A Connect for Health consultant, Ben Davis of OnSight Public Affairs, said in a written statement that lawyers for the exchange advised a paid leave.

“The decision to put her on short-term — 15 day — paid administrative leave was made in consultation in with our attorneys, members of the board of directors and our federal grantors. Her status will be revisited as more information becomes available,” Davis said.

Rep. Dan Nordberg, R-Colorado Springs, also questioned whether Connect for Health is adequately projecting customer information.

Colorado state auditors are already combing through Connect for Health’s finances. Lawmakers initiated the audit after the executive director requested a pay hike and managers spent hundreds of thousands on consultants. That audit could expand if a bill that Nordberg and Sonnenberg have sponsored, HB 14-1257, wins support from lawmakers.

“I hope my colleagues in the legislature see the need to ensure the people entrusted with taxpayer funds and sensitive information are acting appropriately,” Nordberg said.

Health News Colorado was unable to reach McClure for comment.

As the Colorado audit continues, Montana has launched an audit of its own. In an ironic twist, McClure previously worked at the Montana Auditor’s Office. Managers there are bringing in a third party to conduct an audit of her work. (Click here to read more in the Billings Gazette.)

McClure worked at the Montana Auditor’s Office from 2010 until Connect for Health hired her in March of 2013. At the Montana auditor’s office, McClure managed three federal grants totaling $2.15 million to implement health reform. She earned $98,000 a year.

Prior to that, during her tenure as executive director at Housing Montana, McClure is accused of embezzling funds aimed at helping people in need.

McClure worked from 2008 to 2010 for the now defunct Housing Montana.
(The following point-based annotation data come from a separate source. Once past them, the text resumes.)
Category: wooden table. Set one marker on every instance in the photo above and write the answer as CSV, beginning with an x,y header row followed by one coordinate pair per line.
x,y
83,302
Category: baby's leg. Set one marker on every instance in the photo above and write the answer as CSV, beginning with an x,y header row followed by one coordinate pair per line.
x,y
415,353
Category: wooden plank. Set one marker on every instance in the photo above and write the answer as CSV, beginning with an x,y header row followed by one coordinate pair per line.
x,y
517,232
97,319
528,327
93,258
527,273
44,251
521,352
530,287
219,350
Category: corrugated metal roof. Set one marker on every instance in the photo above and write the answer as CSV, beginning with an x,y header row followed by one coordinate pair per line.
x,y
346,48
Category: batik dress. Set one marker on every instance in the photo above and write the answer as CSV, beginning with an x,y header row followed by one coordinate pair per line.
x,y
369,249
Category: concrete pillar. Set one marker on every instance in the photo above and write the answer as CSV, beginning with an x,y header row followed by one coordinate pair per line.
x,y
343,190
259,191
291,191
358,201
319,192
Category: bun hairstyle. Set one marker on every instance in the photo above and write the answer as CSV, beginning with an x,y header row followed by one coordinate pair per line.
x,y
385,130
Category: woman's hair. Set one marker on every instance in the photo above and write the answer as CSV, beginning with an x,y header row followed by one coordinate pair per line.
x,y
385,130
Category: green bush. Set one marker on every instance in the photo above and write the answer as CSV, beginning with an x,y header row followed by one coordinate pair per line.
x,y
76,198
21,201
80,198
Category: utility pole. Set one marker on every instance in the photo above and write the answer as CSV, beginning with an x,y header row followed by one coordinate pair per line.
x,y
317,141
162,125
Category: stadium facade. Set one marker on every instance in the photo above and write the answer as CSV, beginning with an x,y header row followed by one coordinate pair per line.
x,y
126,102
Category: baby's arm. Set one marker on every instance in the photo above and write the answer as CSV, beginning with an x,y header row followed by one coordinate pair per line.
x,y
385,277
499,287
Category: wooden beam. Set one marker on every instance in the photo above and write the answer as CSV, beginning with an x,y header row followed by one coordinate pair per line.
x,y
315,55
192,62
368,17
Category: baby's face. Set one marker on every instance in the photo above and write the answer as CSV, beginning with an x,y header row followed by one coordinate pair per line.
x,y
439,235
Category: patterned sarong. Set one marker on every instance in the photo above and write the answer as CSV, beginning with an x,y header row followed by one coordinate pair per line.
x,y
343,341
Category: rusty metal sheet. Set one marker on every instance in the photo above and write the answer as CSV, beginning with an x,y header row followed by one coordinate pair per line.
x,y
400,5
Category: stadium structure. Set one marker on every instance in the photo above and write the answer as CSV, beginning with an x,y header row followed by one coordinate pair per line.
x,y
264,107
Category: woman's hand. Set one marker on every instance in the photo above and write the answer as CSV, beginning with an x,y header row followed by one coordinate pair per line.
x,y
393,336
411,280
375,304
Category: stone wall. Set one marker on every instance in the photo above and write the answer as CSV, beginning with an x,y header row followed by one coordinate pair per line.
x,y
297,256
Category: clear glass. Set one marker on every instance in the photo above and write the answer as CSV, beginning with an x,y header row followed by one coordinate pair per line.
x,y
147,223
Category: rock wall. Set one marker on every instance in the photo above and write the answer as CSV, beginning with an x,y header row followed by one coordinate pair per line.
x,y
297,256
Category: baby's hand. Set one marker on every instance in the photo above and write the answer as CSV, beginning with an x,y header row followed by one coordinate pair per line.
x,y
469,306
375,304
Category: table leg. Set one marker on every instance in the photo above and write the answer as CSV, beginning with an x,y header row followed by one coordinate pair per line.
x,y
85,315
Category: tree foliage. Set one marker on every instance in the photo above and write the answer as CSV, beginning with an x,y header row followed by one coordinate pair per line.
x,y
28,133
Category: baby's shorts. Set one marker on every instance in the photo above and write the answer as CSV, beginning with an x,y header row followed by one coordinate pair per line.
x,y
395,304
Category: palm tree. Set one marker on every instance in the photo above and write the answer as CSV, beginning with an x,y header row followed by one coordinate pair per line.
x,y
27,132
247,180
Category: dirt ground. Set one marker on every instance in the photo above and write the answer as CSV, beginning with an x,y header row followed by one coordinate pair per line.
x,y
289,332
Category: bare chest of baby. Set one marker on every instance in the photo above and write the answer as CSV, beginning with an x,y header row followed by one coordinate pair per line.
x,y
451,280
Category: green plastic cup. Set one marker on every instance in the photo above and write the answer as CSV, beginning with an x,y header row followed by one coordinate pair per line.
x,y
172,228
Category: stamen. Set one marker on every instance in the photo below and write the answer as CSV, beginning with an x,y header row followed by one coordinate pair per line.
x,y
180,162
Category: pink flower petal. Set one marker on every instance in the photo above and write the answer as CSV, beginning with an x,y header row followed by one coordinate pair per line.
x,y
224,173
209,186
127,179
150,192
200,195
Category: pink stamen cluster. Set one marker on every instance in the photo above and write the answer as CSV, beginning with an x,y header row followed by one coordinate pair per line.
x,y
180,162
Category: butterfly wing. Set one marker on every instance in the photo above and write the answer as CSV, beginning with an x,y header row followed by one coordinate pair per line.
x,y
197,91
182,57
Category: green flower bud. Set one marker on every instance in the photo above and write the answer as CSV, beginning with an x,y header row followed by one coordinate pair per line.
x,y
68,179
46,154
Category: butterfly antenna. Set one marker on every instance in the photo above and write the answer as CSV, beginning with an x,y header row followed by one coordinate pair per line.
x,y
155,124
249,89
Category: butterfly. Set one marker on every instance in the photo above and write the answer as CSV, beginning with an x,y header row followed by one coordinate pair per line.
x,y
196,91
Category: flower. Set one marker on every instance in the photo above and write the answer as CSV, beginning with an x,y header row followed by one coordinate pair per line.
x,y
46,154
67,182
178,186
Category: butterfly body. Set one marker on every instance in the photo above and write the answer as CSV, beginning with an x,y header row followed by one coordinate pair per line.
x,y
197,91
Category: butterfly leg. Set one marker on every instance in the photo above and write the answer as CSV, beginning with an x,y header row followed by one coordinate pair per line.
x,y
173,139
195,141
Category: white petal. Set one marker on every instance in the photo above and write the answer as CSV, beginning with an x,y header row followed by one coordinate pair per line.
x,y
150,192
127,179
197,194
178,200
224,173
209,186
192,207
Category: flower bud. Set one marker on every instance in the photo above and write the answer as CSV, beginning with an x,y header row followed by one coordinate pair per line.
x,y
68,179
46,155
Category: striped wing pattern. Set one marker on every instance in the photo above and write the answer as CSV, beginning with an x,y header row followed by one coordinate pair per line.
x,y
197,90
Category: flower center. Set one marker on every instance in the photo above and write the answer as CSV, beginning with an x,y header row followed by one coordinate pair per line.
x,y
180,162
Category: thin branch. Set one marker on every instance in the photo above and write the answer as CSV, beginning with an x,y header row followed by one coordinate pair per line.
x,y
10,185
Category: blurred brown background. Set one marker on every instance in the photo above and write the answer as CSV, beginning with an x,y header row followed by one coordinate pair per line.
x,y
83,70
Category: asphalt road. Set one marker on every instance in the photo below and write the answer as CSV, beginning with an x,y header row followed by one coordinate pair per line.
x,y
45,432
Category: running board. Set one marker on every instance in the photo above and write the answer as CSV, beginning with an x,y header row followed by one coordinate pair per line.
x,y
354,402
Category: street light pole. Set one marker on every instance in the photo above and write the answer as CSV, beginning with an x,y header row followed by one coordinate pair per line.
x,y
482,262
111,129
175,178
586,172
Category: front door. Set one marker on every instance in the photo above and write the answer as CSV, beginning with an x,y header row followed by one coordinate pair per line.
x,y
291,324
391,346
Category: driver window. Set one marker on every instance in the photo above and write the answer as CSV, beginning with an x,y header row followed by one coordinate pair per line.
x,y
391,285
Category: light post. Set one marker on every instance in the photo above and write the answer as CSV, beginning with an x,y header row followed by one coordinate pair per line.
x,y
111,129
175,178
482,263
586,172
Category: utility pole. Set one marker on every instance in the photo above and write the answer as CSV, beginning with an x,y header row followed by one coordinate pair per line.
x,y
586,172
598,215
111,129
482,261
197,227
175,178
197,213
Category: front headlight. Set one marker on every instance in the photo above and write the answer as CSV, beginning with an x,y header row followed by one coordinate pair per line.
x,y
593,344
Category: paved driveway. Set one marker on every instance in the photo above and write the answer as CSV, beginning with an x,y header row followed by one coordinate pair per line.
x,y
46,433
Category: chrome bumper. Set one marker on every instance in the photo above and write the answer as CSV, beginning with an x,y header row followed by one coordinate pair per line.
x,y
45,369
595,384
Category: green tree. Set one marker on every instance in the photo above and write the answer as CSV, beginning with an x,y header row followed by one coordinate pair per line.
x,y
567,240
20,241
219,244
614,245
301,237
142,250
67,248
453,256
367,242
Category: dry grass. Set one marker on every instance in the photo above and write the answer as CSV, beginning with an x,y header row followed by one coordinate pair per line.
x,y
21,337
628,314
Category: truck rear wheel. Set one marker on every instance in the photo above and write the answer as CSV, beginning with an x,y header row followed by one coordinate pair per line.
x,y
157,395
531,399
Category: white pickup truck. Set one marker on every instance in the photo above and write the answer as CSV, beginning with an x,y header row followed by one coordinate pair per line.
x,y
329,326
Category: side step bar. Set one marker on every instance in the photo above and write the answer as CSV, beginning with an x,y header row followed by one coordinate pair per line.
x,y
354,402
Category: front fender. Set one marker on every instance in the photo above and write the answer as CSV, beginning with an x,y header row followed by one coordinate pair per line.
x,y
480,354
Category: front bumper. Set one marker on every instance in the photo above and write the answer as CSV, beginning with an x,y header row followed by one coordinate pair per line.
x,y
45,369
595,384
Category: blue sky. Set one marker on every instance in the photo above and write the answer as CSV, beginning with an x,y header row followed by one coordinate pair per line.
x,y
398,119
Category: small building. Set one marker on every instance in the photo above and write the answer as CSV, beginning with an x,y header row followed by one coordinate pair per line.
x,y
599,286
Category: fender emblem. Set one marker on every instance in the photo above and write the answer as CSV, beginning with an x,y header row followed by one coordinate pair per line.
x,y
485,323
As executive director, she was supposed to help qualified participants build their own homes. The homeowners had to invest 35 hours of sweat equity a week.

Among other charges, the federal indictment accuses McClure of pocketing fake fees that she charged to the needy families.

U.S. Attorney Carl Rostad said in a federal indictment obtained by The Billings Gazette that McClure paid herself “significant sums” for consulting services even though she was a full-time employee, and that she embezzled money to pay her family unauthorized salaries and bonuses, family bills and personal travel expenses.

McClure allegedly charged every homeowner $750 for a nonexistent “technical assistance warranty” and a $1,000 fee for leasing tools that were provided by the grant, the indictment said.

Federal authorities also alleged that McClure used grant funds to buy a personal laptop, wrote herself an unauthorized check for $21,000 and moved money from various accounts so she could better cover her tracks.

McClure pleaded not guilty on Feb. 6 in U.S. District Court in Billings. Her trial is set for June 23.

Officials at the Montana auditor’s office said they had no idea McClure was under suspicion.

The indictment “was a surprise to the department. We had no indication from anyone there was an investigation going on,” said Adam Schafer, deputy director for the Montana Auditor’s Office.

Davis, the Connect for Health communications consultant, said McClure did not have access to finances at Colorado’s exchange. But she had access to customer data. Davis said she was properly vetted, but he declined to say whether executives at Connect for Health thoroughly probed her references in Montana.

“References are considered personnel materials, which we do not release,” Davis said in a written response.

“Integrity and public trust are paramount to the mission of Connect for Health Colorado. We take extensive measures to protect consumer information and technology systems,” Davis wrote. “All employees must pass a criminal background check prior to being hired. Christa McClure had passed a background check when she was hired in March 2013 to support relationships with our state and federal partners. We learned about the federal case in Montana against her on Monday, February 10, and immediately took action. The employee was placed on administrative leave. She had no access to the financial operations at the organization.”

If convicted, McClure faces a maximum of 20 years in prison and a possible $250,000 fine.